The Lions were relatively quiet Wednesday when free agency officially opened, but they did sign three players, including two unrestricted free agents.

Even after the deals with wide receiver Marvin Jones, defensive tackle Haloti Ngata and safety Tavon Wilson, the Lions still have about $31 million in cap space.

Here is a breakdown of the three deals from Wednesday:

Jones and the Lions agreed to a five-year deal worth up to $40 million, including an $8 million signing bonus. Effectively, $20 million is guaranteed for the first two years.

In 2016, Jones has a base salary of $3 million and will receive a roster bonus of $2 million on Tuesday. Including one-fifth of the signing bonus, his cap hit will be $6.6 million next season.

Jones, 25, has a $7 million base salary in 2017 and 2018. In 2017, the salary is guaranteed in the event of an injury. His cap hit those two years is $8.6 million.
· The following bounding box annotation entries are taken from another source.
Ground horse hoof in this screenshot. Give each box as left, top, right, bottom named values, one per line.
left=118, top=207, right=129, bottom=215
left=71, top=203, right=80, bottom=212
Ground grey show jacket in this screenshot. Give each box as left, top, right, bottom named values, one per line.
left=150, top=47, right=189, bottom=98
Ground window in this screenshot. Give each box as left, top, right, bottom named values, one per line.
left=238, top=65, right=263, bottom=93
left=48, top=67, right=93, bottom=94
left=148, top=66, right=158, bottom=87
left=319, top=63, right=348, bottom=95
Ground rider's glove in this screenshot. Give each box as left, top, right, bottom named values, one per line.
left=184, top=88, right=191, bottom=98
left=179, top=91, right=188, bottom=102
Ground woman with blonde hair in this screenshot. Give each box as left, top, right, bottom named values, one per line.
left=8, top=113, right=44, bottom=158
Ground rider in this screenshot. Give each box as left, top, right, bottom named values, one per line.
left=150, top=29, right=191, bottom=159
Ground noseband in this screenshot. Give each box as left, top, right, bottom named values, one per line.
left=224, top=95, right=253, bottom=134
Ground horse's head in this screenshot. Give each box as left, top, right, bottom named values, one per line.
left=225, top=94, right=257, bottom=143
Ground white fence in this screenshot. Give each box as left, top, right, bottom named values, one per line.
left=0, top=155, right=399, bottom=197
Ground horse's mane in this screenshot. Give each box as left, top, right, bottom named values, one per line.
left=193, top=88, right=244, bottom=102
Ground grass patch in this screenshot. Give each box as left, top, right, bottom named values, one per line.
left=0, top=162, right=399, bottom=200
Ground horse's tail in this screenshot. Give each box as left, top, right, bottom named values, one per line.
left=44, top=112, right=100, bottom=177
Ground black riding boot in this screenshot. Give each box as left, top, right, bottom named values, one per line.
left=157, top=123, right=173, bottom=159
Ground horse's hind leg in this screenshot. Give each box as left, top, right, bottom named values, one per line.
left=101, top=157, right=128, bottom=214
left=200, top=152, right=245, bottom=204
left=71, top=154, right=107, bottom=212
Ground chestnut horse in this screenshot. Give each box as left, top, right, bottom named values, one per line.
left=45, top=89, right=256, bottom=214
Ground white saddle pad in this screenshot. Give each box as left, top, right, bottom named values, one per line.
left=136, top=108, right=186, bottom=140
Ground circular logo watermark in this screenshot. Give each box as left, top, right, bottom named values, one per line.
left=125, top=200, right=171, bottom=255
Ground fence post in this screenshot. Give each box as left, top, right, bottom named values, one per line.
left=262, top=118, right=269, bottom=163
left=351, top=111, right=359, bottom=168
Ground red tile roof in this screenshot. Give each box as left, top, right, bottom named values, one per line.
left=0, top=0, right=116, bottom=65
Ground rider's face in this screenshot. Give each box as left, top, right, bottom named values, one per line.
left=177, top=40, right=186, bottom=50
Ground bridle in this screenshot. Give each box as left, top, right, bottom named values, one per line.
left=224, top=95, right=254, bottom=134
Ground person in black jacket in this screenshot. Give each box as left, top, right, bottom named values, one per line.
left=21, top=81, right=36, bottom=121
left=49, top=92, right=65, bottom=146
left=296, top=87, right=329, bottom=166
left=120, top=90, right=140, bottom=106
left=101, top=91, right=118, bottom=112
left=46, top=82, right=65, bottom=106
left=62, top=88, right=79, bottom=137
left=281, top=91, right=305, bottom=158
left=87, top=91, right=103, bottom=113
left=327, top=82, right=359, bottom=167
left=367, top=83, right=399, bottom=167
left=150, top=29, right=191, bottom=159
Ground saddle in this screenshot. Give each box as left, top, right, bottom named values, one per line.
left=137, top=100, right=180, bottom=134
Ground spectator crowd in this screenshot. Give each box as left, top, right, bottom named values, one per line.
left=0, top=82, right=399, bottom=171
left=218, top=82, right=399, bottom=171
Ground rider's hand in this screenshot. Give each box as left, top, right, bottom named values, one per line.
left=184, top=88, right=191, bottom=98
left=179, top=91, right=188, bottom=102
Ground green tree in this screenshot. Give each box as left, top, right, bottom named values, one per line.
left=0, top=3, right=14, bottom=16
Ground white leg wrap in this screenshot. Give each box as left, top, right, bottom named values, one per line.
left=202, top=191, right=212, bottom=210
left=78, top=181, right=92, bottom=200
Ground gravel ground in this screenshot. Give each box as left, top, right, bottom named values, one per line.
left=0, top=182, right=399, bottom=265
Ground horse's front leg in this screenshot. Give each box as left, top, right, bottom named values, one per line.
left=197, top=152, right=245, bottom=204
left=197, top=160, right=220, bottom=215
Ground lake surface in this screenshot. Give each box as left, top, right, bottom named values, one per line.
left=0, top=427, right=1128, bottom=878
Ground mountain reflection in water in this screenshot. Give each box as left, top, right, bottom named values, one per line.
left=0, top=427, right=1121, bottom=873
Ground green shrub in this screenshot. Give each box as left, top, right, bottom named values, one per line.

In 2019 and 2020, Jones has a $6.5 million base salary and a cap hit of $8.1 million.

Ngata signed a two-year contract worth $12 million, including a $4 million signing bonus and $6 million guaranteed.

His base salary is $2 million in 2016 and $5.5 million in 2017. Each year, he has bonuses of $15,625 for each game he’s on the 46-man roster, which would total $250,000 each year if he plays 16 games.

Ngata, 32, played 14 games in his first season with the Lions, playing well in the second half of the year despite finishing with a career-low 24 tackles.

Ngata’s cap hit for 2016 will be up to $4.25 million depending on the bonuses. It will be up to $7.75 million in 2017, but the Lions could cut him for no penalty besides the $2 million portion of his signing bonus, which is dead cap space.

The 25-year-old Wilson agreed to a two-year, $2.2 million deal with $500,000 guaranteed and a $500,000 signing bonus.

Like Ngata, Wilson has playing time bonuses, but his extra $500,000 each year is not likely to be earned.

Wilson has a base salary of $800,000 in 2016, which gives him a cap hit of $1.05 million. In 2017, his salary increases slightly to $900,000, which will be a cap hit of $1.15 million.